The COVID-19 pandemic has motivated companies to double down on employee experience and wellbeing, and to understand how those things directly tie to productivity and retention rates. Employee benefits have a critical role: A 2021 survey by Harvard Business Review Analytic Services showed that 80% of executives believe it’s important that employees engage with and take full advantage of their benefits.
They cited a multitude of reasons why, with employee welfare high among them. When asked to identify the most valuable outcomes from strong employee engagement with benefits, 71% cited healthier employees, 52% cited improved employee retention, and 42% cited lower healthcare costs overall. This trend underscores how critical it is to provide the right balance of tools, perks, and benefits to ensure employees are productive, engaged, and happy, because employee experience and wellbeing directly correlate to a company’s bottom line.
Andrew Dubowec, chief growth officer at League, and Cristina Goldt, general manager, talent optimization at Workday, recently led a customer roundtable to talk about how the pandemic has dramatically upleveled the importance of employee experience, all the way up to the C-suite. League is a Workday Ventures’ portfolio company—and its health operating system integrates with Workday Human Capital Management to increase efficiency and accuracy of employee benefit enrollment. Below is an excerpt of my follow-up conversation with Andrew and Cristina.
What connection do you see among employee experience, wellbeing, and digital transformation?
Andrew Dubowec: What we’ve seen across the market is an elevation and intersection of organizational priorities. Digital transformation, the employee experience, and employee health and wellbeing are now all critical company priorities, and they should be tightly integrated.
When it comes to employee healthcare, organizations have traditionally focused on the specific programs they offer (such as mental health support, fertility, diabetes management, etc.), but now there’s a more thoughtful approach to how these programs are delivered. We can leverage technology to create a “digital front door” for employees and eliminate the friction and frustration they face when trying to access, navigate, and pay for care. Having a single, personalized point of access can greatly reduce the burden on employees when trying to access the programs they need.
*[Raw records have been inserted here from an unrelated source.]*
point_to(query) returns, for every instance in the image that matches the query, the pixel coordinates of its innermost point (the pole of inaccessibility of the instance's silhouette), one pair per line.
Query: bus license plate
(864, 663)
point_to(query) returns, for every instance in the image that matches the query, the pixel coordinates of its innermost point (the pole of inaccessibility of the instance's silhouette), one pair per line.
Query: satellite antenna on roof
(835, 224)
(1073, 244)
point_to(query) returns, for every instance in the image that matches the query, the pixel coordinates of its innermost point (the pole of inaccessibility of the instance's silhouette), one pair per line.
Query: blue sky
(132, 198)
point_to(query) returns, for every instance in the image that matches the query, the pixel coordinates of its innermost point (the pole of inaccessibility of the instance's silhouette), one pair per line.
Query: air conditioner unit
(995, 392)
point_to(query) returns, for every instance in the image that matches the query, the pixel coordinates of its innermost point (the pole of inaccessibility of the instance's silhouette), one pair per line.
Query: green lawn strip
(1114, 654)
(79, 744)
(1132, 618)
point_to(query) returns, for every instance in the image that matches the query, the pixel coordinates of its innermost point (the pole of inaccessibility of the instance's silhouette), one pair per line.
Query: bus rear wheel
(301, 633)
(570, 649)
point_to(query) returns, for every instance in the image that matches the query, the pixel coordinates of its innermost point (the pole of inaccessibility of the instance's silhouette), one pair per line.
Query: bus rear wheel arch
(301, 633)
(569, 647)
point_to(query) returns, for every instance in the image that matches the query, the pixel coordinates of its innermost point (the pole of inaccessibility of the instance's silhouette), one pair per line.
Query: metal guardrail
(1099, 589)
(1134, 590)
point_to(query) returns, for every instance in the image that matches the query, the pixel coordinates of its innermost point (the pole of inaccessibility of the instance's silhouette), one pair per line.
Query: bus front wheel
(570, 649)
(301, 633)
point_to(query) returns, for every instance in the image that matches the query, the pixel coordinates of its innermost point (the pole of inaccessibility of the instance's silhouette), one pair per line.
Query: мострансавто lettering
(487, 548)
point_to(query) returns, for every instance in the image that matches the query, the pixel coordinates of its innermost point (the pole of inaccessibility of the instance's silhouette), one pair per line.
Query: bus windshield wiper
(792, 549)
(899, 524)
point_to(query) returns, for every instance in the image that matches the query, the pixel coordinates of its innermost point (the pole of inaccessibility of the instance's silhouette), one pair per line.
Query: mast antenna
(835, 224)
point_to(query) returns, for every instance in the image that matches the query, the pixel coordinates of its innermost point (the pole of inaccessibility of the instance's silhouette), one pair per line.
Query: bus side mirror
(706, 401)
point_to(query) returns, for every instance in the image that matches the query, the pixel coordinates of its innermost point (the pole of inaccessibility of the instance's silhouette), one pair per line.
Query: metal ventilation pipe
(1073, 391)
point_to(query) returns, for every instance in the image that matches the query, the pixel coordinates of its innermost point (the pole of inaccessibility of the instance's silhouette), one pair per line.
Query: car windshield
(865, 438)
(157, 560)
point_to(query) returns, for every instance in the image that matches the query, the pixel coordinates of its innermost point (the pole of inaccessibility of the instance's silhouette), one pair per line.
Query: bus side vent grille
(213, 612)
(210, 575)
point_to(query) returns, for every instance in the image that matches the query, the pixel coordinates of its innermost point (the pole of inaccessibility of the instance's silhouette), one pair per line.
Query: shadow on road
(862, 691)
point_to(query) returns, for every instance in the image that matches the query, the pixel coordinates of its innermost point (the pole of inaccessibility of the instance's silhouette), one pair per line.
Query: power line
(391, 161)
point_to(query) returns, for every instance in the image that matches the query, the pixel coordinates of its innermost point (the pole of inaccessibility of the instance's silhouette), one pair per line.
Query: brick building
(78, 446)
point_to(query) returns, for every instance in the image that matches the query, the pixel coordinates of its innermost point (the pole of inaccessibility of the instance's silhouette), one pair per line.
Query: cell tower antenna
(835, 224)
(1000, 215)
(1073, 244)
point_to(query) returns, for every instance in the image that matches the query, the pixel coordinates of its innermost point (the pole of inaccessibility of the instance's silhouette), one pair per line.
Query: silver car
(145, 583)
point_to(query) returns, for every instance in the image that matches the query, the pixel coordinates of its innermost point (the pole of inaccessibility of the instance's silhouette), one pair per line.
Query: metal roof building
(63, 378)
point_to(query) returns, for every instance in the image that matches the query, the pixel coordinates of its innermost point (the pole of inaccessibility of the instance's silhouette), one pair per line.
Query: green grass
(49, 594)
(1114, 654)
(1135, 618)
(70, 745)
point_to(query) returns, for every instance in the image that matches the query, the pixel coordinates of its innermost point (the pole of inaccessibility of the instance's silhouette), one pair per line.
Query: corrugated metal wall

While human resources has been at the forefront of this intersection, how did the pandemic change the perception of employee experience for the C-suite?
Cristina Goldt: The pandemic forced the C-suite to think about how employee wellbeing directly correlates to not only employee productivity but also company retention rates. From a cost perspective, companies spend a lot of effort, money, and other resources trying to figure out the best programs to offer employees. Unfortunately, they don’t necessarily get the optimal return for those investments because employees may not know what programs are available or how to find them.
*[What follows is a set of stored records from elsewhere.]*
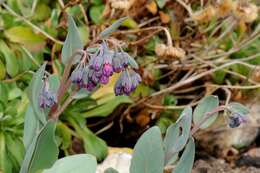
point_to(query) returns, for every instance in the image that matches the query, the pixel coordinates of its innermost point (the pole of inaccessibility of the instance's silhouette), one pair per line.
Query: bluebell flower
(46, 98)
(127, 82)
(236, 119)
(120, 61)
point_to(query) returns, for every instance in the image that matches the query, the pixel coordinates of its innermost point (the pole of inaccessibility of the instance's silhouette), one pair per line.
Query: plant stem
(56, 115)
(206, 117)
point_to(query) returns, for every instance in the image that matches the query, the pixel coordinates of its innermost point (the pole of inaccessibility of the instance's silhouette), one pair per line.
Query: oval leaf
(112, 28)
(43, 151)
(72, 42)
(177, 136)
(185, 163)
(206, 105)
(148, 153)
(80, 163)
(235, 107)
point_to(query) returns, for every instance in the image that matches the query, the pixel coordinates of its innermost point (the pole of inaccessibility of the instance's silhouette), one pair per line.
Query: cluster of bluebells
(101, 66)
(46, 98)
(236, 119)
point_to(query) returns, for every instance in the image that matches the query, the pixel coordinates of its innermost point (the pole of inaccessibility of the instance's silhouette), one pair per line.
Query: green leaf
(31, 127)
(43, 151)
(15, 148)
(161, 3)
(54, 83)
(80, 163)
(95, 13)
(185, 163)
(25, 35)
(11, 62)
(14, 93)
(2, 70)
(111, 170)
(72, 42)
(148, 155)
(63, 131)
(235, 107)
(107, 108)
(42, 12)
(92, 144)
(177, 135)
(206, 105)
(5, 164)
(34, 90)
(112, 28)
(219, 76)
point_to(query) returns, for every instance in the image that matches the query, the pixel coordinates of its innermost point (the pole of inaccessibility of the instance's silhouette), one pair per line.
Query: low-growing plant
(92, 67)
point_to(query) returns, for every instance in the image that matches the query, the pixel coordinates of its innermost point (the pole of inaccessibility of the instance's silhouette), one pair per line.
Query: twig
(247, 87)
(188, 8)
Using artificial intelligence and other technologies to deliver the right programs to the right people has been a game-changer in a distributed work environment, but it won’t stop even as people return to the office. Employers that consider the spectrum of wellbeing tend to see better retention and productivity outcomes for their organizations. As a result, CEOs are hiring chief wellbeing officers or empowering a wellness group to support productivity and financial goals.